Sie wird aber jetzt noch nicht beantwortet, denn das Wissen um die Auflösung würde vieles von dem kaputt machen, was diesen außergewöhnlichen 90-Minüter auszeichnet. Gekonnt spielt der "leise Thriller" (Regisseurin Nina Grosse) nämlich mit Vorurteilen und möglicherweise allzu voreiligen Schlussfolgerungen der Zuschauer und bietet widersprüchliche Hinweise auf Rainers innere Verfasstheit und seine Absichten. Wie der 26-jährige Kostja Ullmann diesen verhärteten, undurchschaubaren Rainer spielt, ist beeindruckend - vor allem, weil dem Hamburger ja trotz einiger guter Rollen in Qualitätsfilmen ein allzu luftig-leichtes Sonnyboy-Image anhaftet (wer nie in Gala oder Bunte blättert, dürfte davon allerdings eh nichts wissen).

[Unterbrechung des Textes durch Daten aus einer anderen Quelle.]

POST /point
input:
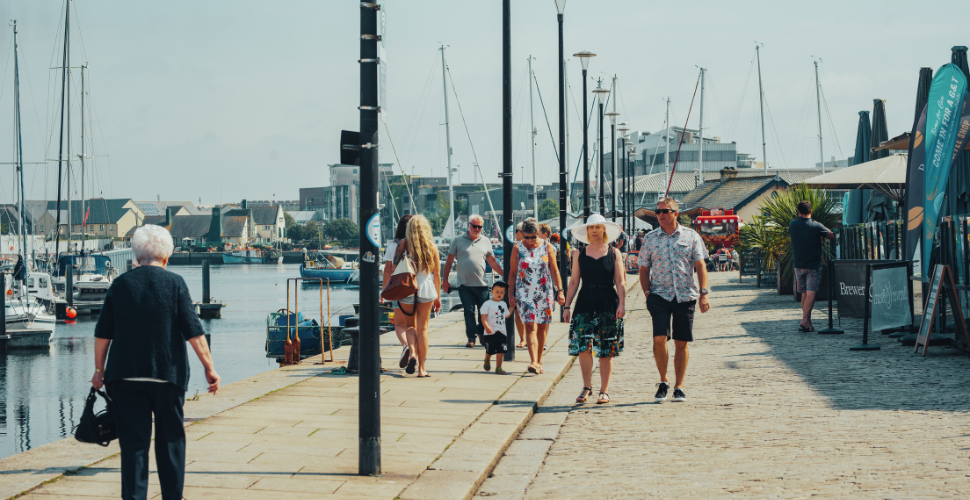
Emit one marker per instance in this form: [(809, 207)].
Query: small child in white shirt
[(493, 314)]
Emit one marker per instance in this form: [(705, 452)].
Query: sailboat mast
[(83, 91), (663, 185), (761, 97), (20, 143), (65, 85), (535, 196), (818, 98), (700, 134), (451, 187)]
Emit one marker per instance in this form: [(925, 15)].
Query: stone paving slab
[(772, 413), (292, 432)]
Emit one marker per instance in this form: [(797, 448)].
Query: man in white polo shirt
[(472, 250)]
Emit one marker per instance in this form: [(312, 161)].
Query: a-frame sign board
[(932, 306)]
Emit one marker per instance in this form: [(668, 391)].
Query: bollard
[(205, 282), (69, 287), (3, 310)]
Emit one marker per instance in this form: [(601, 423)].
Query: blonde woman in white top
[(427, 264)]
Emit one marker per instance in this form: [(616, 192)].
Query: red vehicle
[(719, 227)]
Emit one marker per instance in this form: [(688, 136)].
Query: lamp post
[(601, 94), (563, 189), (369, 403), (622, 129), (584, 57)]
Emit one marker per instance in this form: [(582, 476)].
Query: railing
[(871, 241)]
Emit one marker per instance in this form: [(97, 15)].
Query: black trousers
[(134, 405), (472, 299)]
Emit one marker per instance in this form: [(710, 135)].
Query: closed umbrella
[(879, 206), (958, 188), (852, 211)]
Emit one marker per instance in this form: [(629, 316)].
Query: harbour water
[(42, 393)]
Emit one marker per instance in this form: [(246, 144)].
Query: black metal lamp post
[(369, 403), (601, 94), (584, 57), (563, 189)]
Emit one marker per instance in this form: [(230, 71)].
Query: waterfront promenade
[(771, 413), (292, 432)]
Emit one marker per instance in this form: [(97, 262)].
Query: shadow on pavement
[(892, 378)]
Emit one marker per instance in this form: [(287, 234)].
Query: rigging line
[(775, 130), (744, 93), (681, 142), (422, 104), (554, 149), (404, 175), (468, 134), (832, 125)]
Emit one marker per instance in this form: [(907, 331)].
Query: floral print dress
[(533, 284)]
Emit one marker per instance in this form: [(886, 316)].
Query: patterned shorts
[(808, 280)]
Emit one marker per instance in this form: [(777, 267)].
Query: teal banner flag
[(943, 110)]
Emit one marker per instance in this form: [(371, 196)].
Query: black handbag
[(96, 428)]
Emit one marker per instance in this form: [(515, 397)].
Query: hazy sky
[(224, 100)]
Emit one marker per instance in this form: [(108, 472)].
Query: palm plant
[(768, 233)]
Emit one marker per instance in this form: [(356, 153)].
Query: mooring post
[(3, 310), (68, 285), (205, 282)]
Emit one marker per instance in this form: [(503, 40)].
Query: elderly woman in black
[(147, 318)]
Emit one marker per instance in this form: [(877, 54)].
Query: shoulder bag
[(403, 282), (96, 428)]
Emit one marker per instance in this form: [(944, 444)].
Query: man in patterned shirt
[(668, 259)]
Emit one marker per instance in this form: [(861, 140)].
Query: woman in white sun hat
[(596, 326)]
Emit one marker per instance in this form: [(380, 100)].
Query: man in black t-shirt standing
[(807, 237)]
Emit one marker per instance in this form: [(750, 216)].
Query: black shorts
[(663, 311), (495, 343)]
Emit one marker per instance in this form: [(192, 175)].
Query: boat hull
[(334, 275), (234, 259)]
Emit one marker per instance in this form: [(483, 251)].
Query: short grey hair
[(151, 243), (530, 226)]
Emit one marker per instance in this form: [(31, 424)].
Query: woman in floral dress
[(535, 279), (596, 327)]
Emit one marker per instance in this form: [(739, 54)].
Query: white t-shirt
[(495, 312), (389, 253)]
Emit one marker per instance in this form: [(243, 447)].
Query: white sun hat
[(613, 229)]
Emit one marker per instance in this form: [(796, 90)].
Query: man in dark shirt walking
[(807, 237)]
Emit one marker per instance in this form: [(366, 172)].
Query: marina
[(42, 391)]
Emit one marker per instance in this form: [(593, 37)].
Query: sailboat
[(23, 313), (92, 273)]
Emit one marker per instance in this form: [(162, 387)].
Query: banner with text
[(945, 105)]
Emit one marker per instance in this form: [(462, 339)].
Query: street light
[(584, 57), (613, 115), (601, 94), (563, 189)]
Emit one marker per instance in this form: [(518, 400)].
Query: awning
[(886, 175)]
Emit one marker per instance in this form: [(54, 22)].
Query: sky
[(219, 101)]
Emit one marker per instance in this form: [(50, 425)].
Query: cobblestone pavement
[(771, 413)]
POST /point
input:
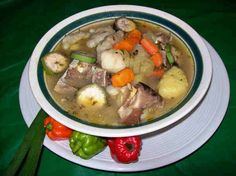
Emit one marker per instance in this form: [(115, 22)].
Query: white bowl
[(201, 82)]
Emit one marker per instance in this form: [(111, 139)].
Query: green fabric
[(24, 22)]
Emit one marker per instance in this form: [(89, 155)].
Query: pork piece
[(99, 35), (108, 42), (100, 76), (141, 97), (74, 37), (63, 88), (80, 74)]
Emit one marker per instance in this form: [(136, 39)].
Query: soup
[(119, 72)]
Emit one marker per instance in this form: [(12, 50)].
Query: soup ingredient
[(100, 76), (112, 60), (78, 75), (63, 88), (149, 46), (108, 42), (86, 146), (169, 54), (55, 130), (26, 158), (112, 91), (124, 45), (125, 24), (129, 42), (122, 77), (173, 83), (125, 149), (91, 95), (98, 35), (74, 37), (158, 72), (141, 96), (83, 57), (54, 63), (157, 59)]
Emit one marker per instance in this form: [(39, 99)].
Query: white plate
[(160, 148)]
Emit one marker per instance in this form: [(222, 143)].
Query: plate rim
[(199, 94), (182, 152)]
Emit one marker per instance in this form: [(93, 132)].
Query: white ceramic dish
[(203, 67), (159, 148)]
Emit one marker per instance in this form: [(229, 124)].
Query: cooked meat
[(124, 24), (63, 88), (100, 76), (74, 37), (108, 43), (99, 35), (140, 97), (78, 74)]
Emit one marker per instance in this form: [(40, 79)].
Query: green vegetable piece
[(169, 55), (54, 63), (86, 146), (83, 57)]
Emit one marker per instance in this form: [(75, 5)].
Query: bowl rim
[(121, 132)]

Der Fokus der Geschichte liegt auf Rainers Mutter Stefanie Schröder, die von Katja Flint überzeugend gespielt wird. Zwar ist auch sie erschrocken über ihren abweisenden Sohn, dennoch ist sie bereit, alles zu tun, um Normalität herzustellen und ihm eine Reintegration in die Gesellschaft zu ermöglichen. Sie besorgt ihm einen Job und versucht, so gut es geht, Verständnis für Rainer aufzubringen - bis hin zur Selbsterniedrigung. Durch ihr unermüdliches Engagement wird schließlich auch die offene Observation Rainers durch den Staatsschutz beendet. Eine fatale Entscheidung. Oder doch nicht?

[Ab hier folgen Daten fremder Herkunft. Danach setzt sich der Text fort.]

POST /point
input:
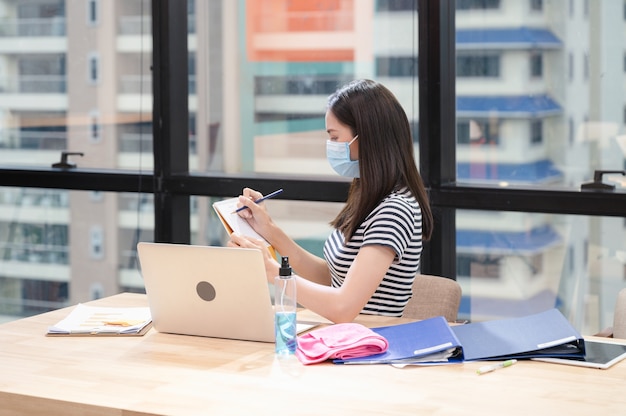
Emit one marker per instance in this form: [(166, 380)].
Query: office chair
[(618, 330), (434, 296)]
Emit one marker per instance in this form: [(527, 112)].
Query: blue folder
[(429, 340), (545, 334)]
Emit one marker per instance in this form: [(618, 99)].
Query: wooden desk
[(172, 374)]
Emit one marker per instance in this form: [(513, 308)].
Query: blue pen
[(258, 201)]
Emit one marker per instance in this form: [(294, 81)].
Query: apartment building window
[(536, 5), (477, 4), (487, 65), (536, 132), (96, 242), (478, 265), (477, 132), (396, 66), (92, 12), (536, 65), (396, 5), (570, 66), (93, 62), (94, 127)]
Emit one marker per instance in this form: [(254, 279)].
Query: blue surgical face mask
[(338, 155)]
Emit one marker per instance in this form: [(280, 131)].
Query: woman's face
[(338, 132)]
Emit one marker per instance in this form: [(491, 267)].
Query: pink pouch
[(349, 340)]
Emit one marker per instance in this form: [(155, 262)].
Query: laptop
[(219, 292)]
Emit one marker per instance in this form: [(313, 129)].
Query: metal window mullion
[(170, 119), (437, 127)]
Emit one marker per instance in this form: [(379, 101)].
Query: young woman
[(373, 254)]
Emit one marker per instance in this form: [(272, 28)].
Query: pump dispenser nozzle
[(285, 268)]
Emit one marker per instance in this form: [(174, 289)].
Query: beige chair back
[(619, 319), (434, 296)]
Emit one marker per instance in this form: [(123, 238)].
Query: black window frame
[(172, 184)]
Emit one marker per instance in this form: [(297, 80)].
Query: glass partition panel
[(75, 76), (540, 92), (59, 247), (514, 264), (262, 72)]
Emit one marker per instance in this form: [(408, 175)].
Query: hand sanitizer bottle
[(285, 307)]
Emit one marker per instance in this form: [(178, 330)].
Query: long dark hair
[(386, 156)]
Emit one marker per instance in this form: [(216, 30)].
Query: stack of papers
[(91, 320)]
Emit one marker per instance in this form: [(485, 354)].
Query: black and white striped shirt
[(397, 223)]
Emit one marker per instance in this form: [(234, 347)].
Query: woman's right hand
[(256, 215)]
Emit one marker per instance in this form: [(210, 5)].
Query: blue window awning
[(515, 106), (529, 242), (513, 38), (532, 173)]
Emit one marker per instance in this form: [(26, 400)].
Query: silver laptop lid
[(208, 291)]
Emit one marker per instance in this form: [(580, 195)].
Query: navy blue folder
[(545, 334)]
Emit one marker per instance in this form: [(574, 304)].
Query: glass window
[(60, 247), (569, 101), (92, 12), (262, 91), (85, 89), (514, 264)]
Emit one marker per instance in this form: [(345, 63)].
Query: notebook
[(598, 354), (219, 292)]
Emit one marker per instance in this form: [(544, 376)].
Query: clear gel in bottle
[(285, 307)]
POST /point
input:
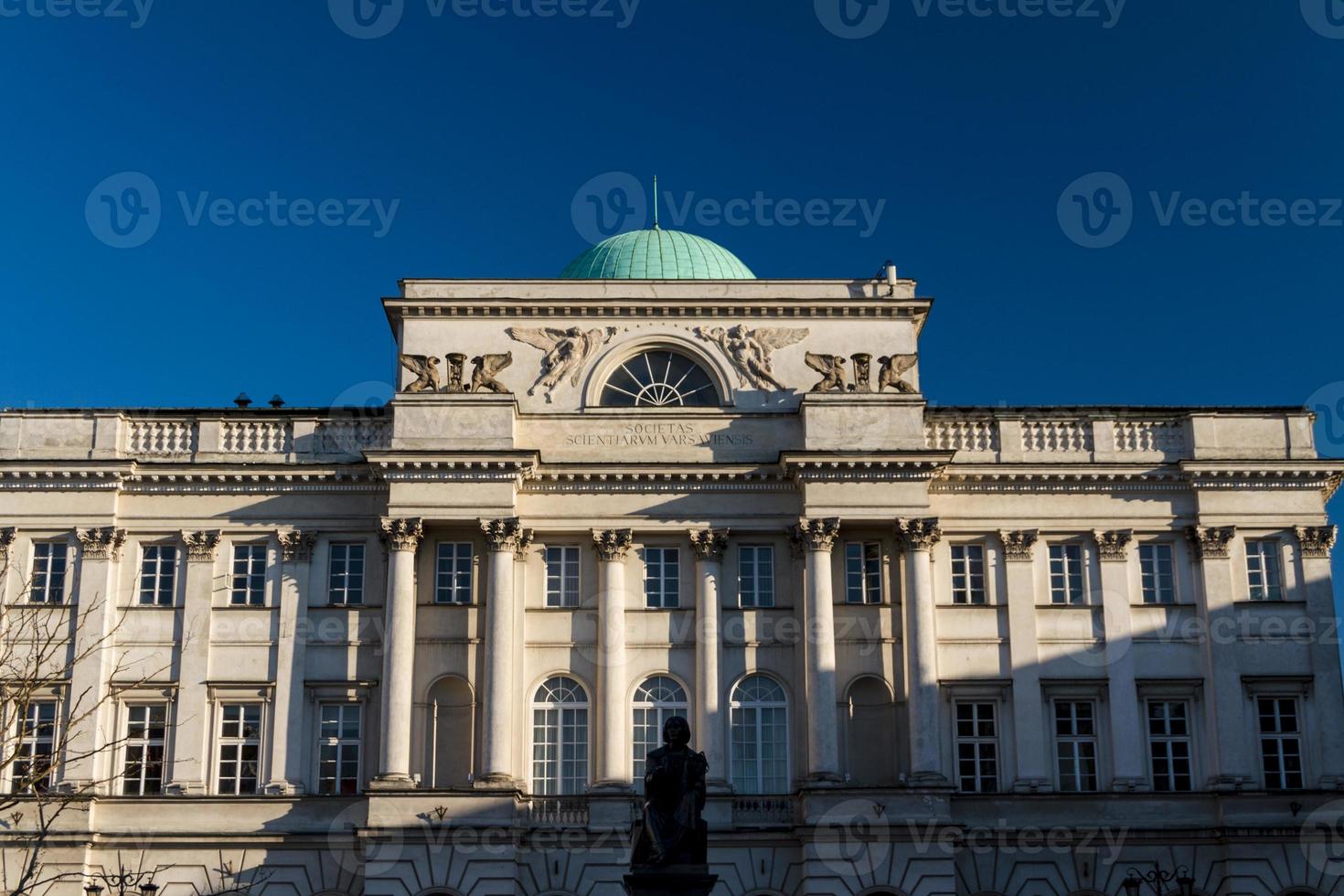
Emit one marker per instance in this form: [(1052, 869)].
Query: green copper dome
[(657, 254)]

"Die Mutter steht stellvertretend für uns alle, die wir hilflos sind und nicht mal im Ansatz begreifen, warum sich junge Menschen hierzulande dem radikalen Islam zuwenden", sagt Grimme-Preisträger Fred Breinersdorfer, der mit seiner Tochter Léonie-Claire das Drehbuch geschrieben und den Film zusammen mit Oliver Berben produziert hat. "Wir kommen an diese Leute überhaupt nicht heran, und dieses Problem sollte auch eines der Kernthemen des Filmes sein. Deshalb liefern wir auch keine Erklärung dafür, warum Rainer sich als Teenager zu einem gefährlichen Islamisten entwickelt hat. Das hätte der Geschichte einen rationalen Charakter gegeben, den es für Betroffene in der Realität so nicht gibt - und es hätte der Figur das Geheimnisvolle genommen."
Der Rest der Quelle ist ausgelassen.